I watched a programme on the History Channel the other
evening featuring newly discovered film of Holocaust victims. We have, of course, mostly seen it, or its
like, before if we watch that
particular channel and so feelings are blunted.
It’s not quite as easy to be disturbed by the horrifying content as it
once was.
Nevertheless, I was taken aback by the tale of a young
woman, forced to strip naked at Babi Yar and kneel in a ravine with hundreds of
others waiting to be shot in the head.
She was one of the lucky survivors and somehow or other when hours had
passed, disentangled herself from the bodies about her, climbed out of the
gargantuan grave and after the war began to live her life once more – normally,
it appears.
I could not help wondering how she did so and what
nightmares lay in wait for her. How did she cope with the infiltrating memories
of her unspeakable ordeal and suffering?
Then I began to wonder what makes some people more than capable of
handling indescribable trauma.
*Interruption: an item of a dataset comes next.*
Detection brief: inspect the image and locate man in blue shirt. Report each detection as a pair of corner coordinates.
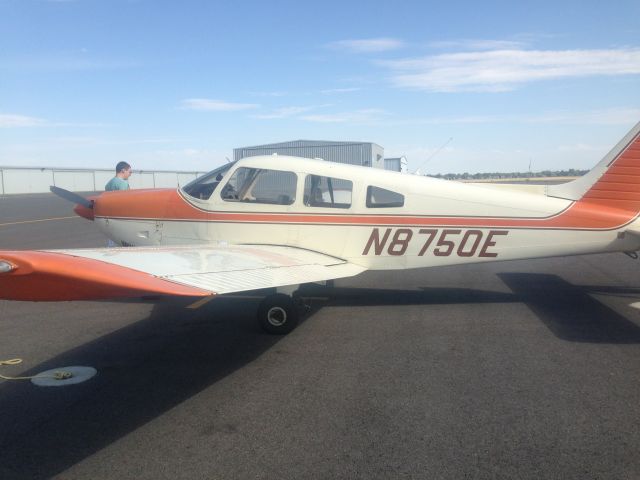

What
gives them the strength to adapt and consider themselves lucky to be living –
whilst others seek counseling because their parents did not pay them enough
attention for their liking, perhaps because a career structure claimed the
larger part of their focus and the quality time just didn’t cut the
mustard. One middle aged man noted
recently, with a great deal of bitterness and anger, that during his childhood and adolescence his mother
had been far too smothering to be ideal whilst his father was largely absent on
account of work commitments. To add
insult to injury, as helpless infants he and his siblings had been immunized against
killer diseases totally without their consent!
It was difficult to know how to respond.